To assess the viability of long duration storage, the researchers added new capabilities to NREL’s Regional Energy Deployment System (ReEDS) capacity expansion model to represent the value of diurnal battery energy storage when it is allowed to provide grid services. The cost and performance metrics focused on lithium ion batteries because the technology has more market maturity than other emerging technologies.

The report found that economic storage deployment is driven primarily by the combination of capacity value and energy arbitrage, or time-shifting, value. “The combination of these value streams is needed for optimal storage deployment to be realized,” the authors said.

The report also reaffirmed the strong correlation found between solar PV penetration and energy storage market potential. More PV generation “leads to narrow net-load peaks in the evenings which increases the market potential of storage capacity value.
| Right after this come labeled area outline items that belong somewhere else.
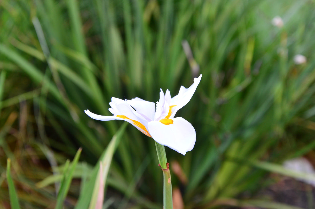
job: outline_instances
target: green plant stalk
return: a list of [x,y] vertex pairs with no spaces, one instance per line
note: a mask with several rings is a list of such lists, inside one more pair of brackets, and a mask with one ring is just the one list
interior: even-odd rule
[[169,172],[169,164],[167,162],[164,146],[154,141],[158,158],[160,163],[159,165],[163,171],[163,207],[164,209],[173,209],[173,199],[172,194],[171,173]]

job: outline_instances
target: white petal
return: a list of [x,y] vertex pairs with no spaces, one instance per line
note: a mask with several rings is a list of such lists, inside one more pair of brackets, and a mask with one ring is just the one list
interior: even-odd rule
[[202,75],[200,74],[199,77],[194,78],[194,83],[188,89],[183,86],[180,87],[178,94],[172,98],[171,105],[176,105],[176,106],[172,109],[170,118],[174,117],[177,110],[186,105],[190,100],[200,82],[202,76]]
[[154,120],[159,120],[165,117],[169,114],[169,106],[166,102],[162,105],[160,102],[157,102],[157,111],[154,114]]
[[126,116],[124,115],[122,113],[121,115],[112,115],[112,116],[101,115],[91,113],[89,110],[84,110],[84,112],[90,117],[95,120],[103,121],[112,120],[124,120],[132,125],[136,128],[137,129],[146,136],[152,137],[147,131],[147,123],[145,123],[145,125],[144,124],[145,124],[145,122],[144,122],[143,120],[141,120],[140,118],[138,118],[136,119],[134,119]]
[[166,90],[166,91],[165,92],[165,101],[168,104],[171,103],[171,93],[169,92],[169,90],[168,89]]
[[195,145],[195,129],[182,118],[167,119],[172,120],[173,124],[166,125],[159,121],[149,122],[149,132],[158,143],[185,155],[186,152],[192,149]]
[[95,120],[103,120],[103,121],[107,121],[108,120],[122,120],[122,119],[119,119],[116,116],[112,115],[112,116],[106,116],[105,115],[97,115],[93,113],[91,113],[89,110],[84,110],[84,112],[86,113],[88,115]]
[[131,100],[127,100],[127,102],[138,113],[145,116],[150,120],[154,119],[155,113],[155,103],[154,102],[146,101],[138,97]]
[[158,101],[158,102],[161,105],[163,105],[163,104],[164,103],[164,102],[165,101],[165,96],[164,96],[164,93],[163,92],[162,88],[160,89],[161,90],[161,91],[160,91],[160,99]]

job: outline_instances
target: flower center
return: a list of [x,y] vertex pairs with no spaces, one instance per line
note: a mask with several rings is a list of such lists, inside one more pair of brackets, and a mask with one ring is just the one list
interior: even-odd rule
[[141,131],[141,132],[149,137],[151,137],[151,138],[152,137],[151,136],[151,135],[150,135],[150,134],[149,133],[149,131],[148,131],[148,130],[146,130],[146,127],[143,125],[143,124],[139,121],[131,119],[129,118],[127,118],[124,115],[116,115],[116,117],[117,118],[122,118],[124,119],[128,119],[129,120],[130,120],[133,122],[134,125],[135,125],[138,127],[143,130],[144,131]]
[[172,114],[172,109],[173,107],[176,105],[171,105],[169,106],[169,113],[164,119],[160,120],[159,121],[164,125],[169,125],[173,124],[173,121],[172,119],[169,119],[169,117],[171,117]]

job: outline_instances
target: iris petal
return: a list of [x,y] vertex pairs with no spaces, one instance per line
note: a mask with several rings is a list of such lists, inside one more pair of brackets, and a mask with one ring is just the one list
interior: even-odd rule
[[172,123],[164,121],[149,122],[148,130],[158,143],[185,155],[186,152],[192,149],[195,145],[195,129],[182,118],[178,117],[171,120]]

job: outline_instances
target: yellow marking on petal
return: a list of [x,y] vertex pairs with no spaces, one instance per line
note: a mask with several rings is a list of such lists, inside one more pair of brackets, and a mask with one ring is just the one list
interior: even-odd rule
[[165,118],[169,118],[169,117],[171,117],[171,115],[172,114],[172,109],[175,106],[176,106],[176,105],[171,105],[169,106],[169,114],[165,117]]
[[141,131],[141,132],[142,132],[146,136],[148,136],[149,137],[151,137],[151,138],[152,137],[151,136],[151,135],[150,135],[150,134],[149,133],[149,131],[148,131],[146,130],[146,127],[143,124],[142,124],[142,123],[141,123],[139,121],[137,121],[136,120],[133,120],[132,119],[131,119],[129,118],[126,117],[124,115],[116,115],[116,117],[117,117],[117,118],[122,118],[123,119],[128,119],[128,120],[130,120],[133,122],[134,125],[135,125],[138,127],[139,127],[139,128],[140,128],[140,129],[143,130],[144,131]]
[[164,118],[162,120],[160,120],[159,121],[164,125],[169,125],[173,124],[173,120],[169,118]]

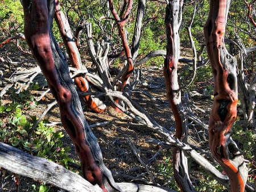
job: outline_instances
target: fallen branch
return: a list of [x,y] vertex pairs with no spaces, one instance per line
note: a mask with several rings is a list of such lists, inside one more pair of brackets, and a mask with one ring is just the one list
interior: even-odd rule
[[[19,175],[39,180],[68,191],[102,191],[78,174],[44,158],[33,156],[0,143],[0,166]],[[172,191],[150,185],[119,183],[123,191]]]

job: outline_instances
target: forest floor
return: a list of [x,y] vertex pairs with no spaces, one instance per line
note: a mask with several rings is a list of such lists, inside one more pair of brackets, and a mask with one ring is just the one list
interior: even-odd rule
[[[191,55],[190,50],[181,50],[181,56],[188,58],[191,57]],[[23,53],[11,45],[6,45],[3,49],[1,50],[0,57],[3,58],[8,57],[14,62],[13,64],[5,62],[0,64],[0,70],[3,72],[0,91],[6,85],[7,80],[12,73],[19,69],[19,67],[22,68],[19,69],[22,70],[34,67],[36,65],[36,62],[32,56]],[[83,62],[87,62],[88,66],[89,67],[90,65],[89,60],[88,58],[83,58],[82,60]],[[143,74],[143,81],[146,82],[148,86],[138,84],[135,89],[135,91],[133,93],[132,98],[139,103],[158,123],[169,129],[170,132],[173,133],[175,126],[174,118],[166,97],[162,67],[143,65],[141,69]],[[188,81],[188,80],[185,80]],[[200,85],[201,88],[197,87],[196,90],[197,92],[205,96],[193,97],[189,100],[191,104],[193,103],[199,108],[195,110],[194,107],[192,107],[193,112],[207,124],[208,123],[213,101],[210,99],[210,95],[205,95],[205,87],[207,85],[210,85],[211,81],[212,80],[208,82],[206,82]],[[44,89],[45,90],[45,88]],[[141,92],[136,91],[144,91],[155,98],[159,98],[160,101],[151,99],[145,95],[141,94]],[[51,94],[47,94],[46,99],[40,101],[36,108],[27,111],[27,115],[28,116],[36,115],[38,118],[39,117],[45,110],[46,105],[53,101],[54,101],[54,98]],[[7,103],[11,102],[8,94],[2,98],[2,103]],[[159,145],[146,142],[148,138],[159,140],[163,140],[163,138],[161,138],[158,133],[152,132],[145,126],[132,125],[130,123],[136,122],[134,120],[128,118],[125,114],[115,111],[110,105],[109,105],[106,110],[102,114],[88,111],[84,103],[82,102],[82,105],[84,109],[85,118],[89,124],[106,120],[115,122],[115,124],[109,124],[105,127],[93,128],[92,131],[98,139],[102,152],[104,162],[107,167],[113,172],[116,181],[121,182],[133,181],[134,182],[150,183],[148,180],[148,175],[143,165],[138,161],[137,157],[133,153],[127,143],[127,139],[128,139],[139,150],[141,157],[155,176],[155,182],[161,185],[164,185],[166,178],[164,178],[161,174],[161,172],[163,170],[160,169],[159,165],[163,165],[165,163],[164,160],[168,158],[168,157],[170,156],[171,149],[162,150]],[[52,122],[60,121],[58,107],[53,108],[44,118]],[[191,123],[191,122],[189,121],[189,123]],[[63,132],[65,133],[65,136],[63,137],[65,146],[69,146],[72,149],[69,152],[69,156],[78,161],[79,159],[75,152],[72,142],[65,131],[61,126],[56,126],[55,128],[56,130],[61,130]],[[195,125],[189,126],[188,142],[194,145],[203,148],[205,150],[209,149],[208,133],[200,127]],[[160,151],[159,154],[154,160],[148,162],[148,160],[159,150]],[[193,163],[190,166],[196,167],[196,165],[193,165]],[[196,177],[200,177],[197,172],[195,171],[192,173],[195,178],[193,182],[199,182],[198,180],[196,179]],[[171,176],[170,176],[170,177],[171,178]],[[9,184],[6,180],[2,180],[2,181],[0,180],[0,188],[4,182],[7,183],[5,187],[6,190],[15,191],[15,187],[13,186],[13,189],[9,188],[10,187],[10,186],[13,185],[13,182],[12,182],[11,180],[8,181],[10,182]],[[34,183],[35,181],[32,180],[20,177],[19,191],[31,191],[31,185]],[[166,183],[164,186],[168,186],[168,184]]]

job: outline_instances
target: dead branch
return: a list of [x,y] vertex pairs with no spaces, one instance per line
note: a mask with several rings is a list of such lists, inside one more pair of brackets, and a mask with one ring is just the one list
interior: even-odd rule
[[[68,191],[102,191],[78,174],[44,158],[33,156],[0,143],[0,166],[13,173],[44,181]],[[133,183],[118,183],[123,191],[172,191],[166,188]]]
[[47,114],[48,112],[57,103],[57,101],[55,101],[51,103],[49,105],[47,105],[47,108],[46,108],[44,111],[43,112],[43,114],[41,115],[40,118],[38,119],[36,122],[35,123],[35,124],[33,125],[33,127],[30,130],[30,133],[28,134],[29,136],[28,138],[30,138],[31,136],[31,134],[33,132],[34,130],[36,128],[36,127],[38,126],[38,124],[41,122],[41,120],[43,119],[43,117],[46,116],[46,115]]
[[194,21],[195,15],[196,15],[196,1],[194,2],[194,10],[193,12],[193,15],[191,19],[191,21],[190,22],[189,26],[187,27],[187,31],[188,31],[188,36],[189,37],[189,41],[190,44],[191,44],[191,47],[193,50],[193,74],[191,77],[191,80],[188,84],[185,84],[185,85],[183,85],[180,89],[183,89],[185,87],[187,87],[189,86],[194,81],[195,77],[196,77],[196,60],[197,58],[197,55],[196,55],[196,46],[195,45],[195,42],[193,40],[192,36],[191,34],[191,27],[192,24],[193,24],[193,22]]
[[[159,56],[163,56],[166,57],[166,51],[165,50],[155,50],[152,51],[148,53],[147,53],[145,57],[144,57],[143,59],[139,60],[139,61],[137,61],[135,64],[135,67],[137,67],[140,65],[143,64],[143,63],[145,63],[150,59],[155,57],[159,57]],[[179,59],[179,62],[183,62],[183,63],[193,63],[193,61],[192,60],[186,59],[186,58],[180,58]]]
[[142,161],[142,160],[140,156],[140,151],[138,150],[136,147],[134,146],[134,145],[131,143],[130,140],[129,138],[126,138],[126,141],[128,143],[129,145],[131,147],[131,149],[133,151],[133,154],[136,156],[138,160],[141,162],[145,168],[146,170],[147,170],[147,173],[148,174],[149,176],[150,177],[150,178],[153,181],[153,182],[155,182],[154,179],[154,176],[152,174],[151,172],[149,170],[147,165]]

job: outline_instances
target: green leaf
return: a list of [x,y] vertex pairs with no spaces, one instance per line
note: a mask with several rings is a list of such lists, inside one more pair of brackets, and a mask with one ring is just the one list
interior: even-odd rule
[[9,111],[11,111],[11,108],[10,108],[10,107],[8,107],[7,108],[6,108],[6,110],[5,110],[6,111],[7,111],[7,112],[9,112]]

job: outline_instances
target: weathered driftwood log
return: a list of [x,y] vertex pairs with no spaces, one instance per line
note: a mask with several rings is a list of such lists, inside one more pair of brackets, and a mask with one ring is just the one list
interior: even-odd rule
[[[121,190],[103,162],[97,139],[82,112],[65,60],[52,31],[55,0],[22,1],[24,35],[34,56],[58,101],[63,127],[74,142],[84,177],[104,190]],[[111,189],[109,189],[111,190]]]
[[[72,66],[80,70],[86,70],[86,67],[83,66],[82,64],[77,43],[75,41],[75,37],[69,26],[67,15],[61,11],[58,0],[55,1],[55,19],[67,48]],[[89,84],[87,80],[82,77],[82,74],[75,78],[75,82],[81,91],[90,91]],[[102,112],[106,108],[106,106],[103,105],[102,102],[98,98],[93,98],[90,95],[86,95],[83,97],[82,99],[86,104],[88,109],[92,110],[97,112]]]
[[[175,118],[175,136],[186,141],[187,114],[181,103],[181,93],[177,81],[177,62],[180,56],[179,30],[182,20],[183,1],[168,1],[166,10],[165,24],[167,40],[164,75],[167,97]],[[187,159],[184,152],[179,148],[173,149],[174,176],[181,191],[195,191],[188,174]]]
[[214,78],[214,103],[209,120],[209,145],[229,177],[232,191],[243,191],[248,170],[231,137],[237,117],[236,60],[226,49],[224,34],[230,0],[211,0],[204,35]]
[[[44,158],[33,156],[0,143],[0,166],[13,173],[44,181],[68,191],[101,191],[78,174]],[[123,191],[172,191],[166,188],[133,183],[119,183]]]

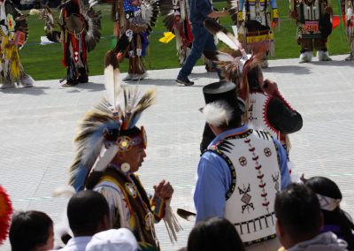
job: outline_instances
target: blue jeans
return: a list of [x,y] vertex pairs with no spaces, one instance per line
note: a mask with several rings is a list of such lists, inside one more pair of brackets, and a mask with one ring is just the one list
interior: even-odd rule
[[[192,24],[192,34],[194,37],[192,49],[186,61],[184,61],[182,68],[178,73],[177,78],[180,80],[186,80],[192,72],[193,67],[196,61],[198,61],[198,59],[202,57],[203,51],[216,50],[214,37],[203,25]],[[218,75],[219,76],[219,71]]]

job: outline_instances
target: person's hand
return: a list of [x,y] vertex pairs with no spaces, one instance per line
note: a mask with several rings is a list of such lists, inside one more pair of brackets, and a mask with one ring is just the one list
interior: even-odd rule
[[290,17],[293,19],[297,19],[297,11],[290,11]]
[[155,196],[160,197],[165,200],[168,200],[173,194],[173,188],[170,182],[162,180],[158,185],[154,186]]
[[267,95],[272,95],[278,91],[278,85],[274,81],[266,80],[262,86],[262,90]]
[[118,60],[118,62],[120,63],[120,62],[123,61],[123,59],[124,59],[124,55],[123,55],[123,53],[119,52],[119,53],[117,54],[117,60]]
[[227,9],[223,9],[222,11],[220,12],[220,18],[221,17],[226,17],[228,15],[228,10]]

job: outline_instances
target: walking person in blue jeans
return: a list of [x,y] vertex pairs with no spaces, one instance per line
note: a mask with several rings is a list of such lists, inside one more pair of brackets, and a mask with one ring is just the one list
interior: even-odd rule
[[[178,73],[176,81],[181,85],[192,86],[188,76],[192,72],[192,69],[196,61],[202,57],[203,51],[215,51],[216,46],[214,38],[204,27],[204,21],[210,19],[216,19],[227,16],[227,10],[215,11],[210,0],[190,0],[189,1],[189,20],[192,25],[192,34],[194,36],[192,49],[189,56],[184,62],[182,68]],[[219,72],[218,75],[220,78]]]

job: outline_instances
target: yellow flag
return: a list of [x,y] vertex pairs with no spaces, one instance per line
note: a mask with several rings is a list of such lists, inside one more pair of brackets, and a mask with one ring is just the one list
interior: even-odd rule
[[161,37],[158,41],[164,43],[168,43],[174,37],[175,35],[172,32],[164,32],[164,36]]

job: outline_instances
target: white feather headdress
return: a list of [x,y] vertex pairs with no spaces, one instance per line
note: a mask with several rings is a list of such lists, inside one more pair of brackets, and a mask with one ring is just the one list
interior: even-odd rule
[[137,86],[120,86],[119,64],[112,51],[105,57],[104,87],[106,96],[85,114],[74,139],[77,154],[70,168],[69,184],[76,191],[84,188],[91,171],[105,170],[119,150],[116,141],[119,134],[135,127],[142,111],[155,102],[155,89],[140,98]]

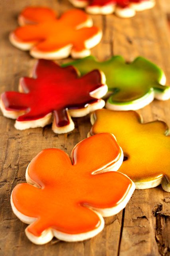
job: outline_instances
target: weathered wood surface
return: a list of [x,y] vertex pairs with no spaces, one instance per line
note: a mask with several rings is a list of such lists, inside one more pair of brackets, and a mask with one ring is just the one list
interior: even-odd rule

More generation from PV also creates more volatile energy price profiles which increases the market potential of storage energy time-shifting value,” according to the report.

Across the report’s cost-driven scenarios, variable renewable energy reaches penetrations of 43 percent to 81 percent but does not achieve the deployment needed to meet deep decarbonization goals, the authors said. “Future work will consider scenarios with an accelerated transition to a clean energy grid by 2035 and the resulting impact on storage deployment,” they said.

The next report in NREL’s Storage Futures Study series will assess customer adoption potential of distributed diurnal storage for several future scenarios and look at the larger impacts of storage deployment on power system evolution and operations.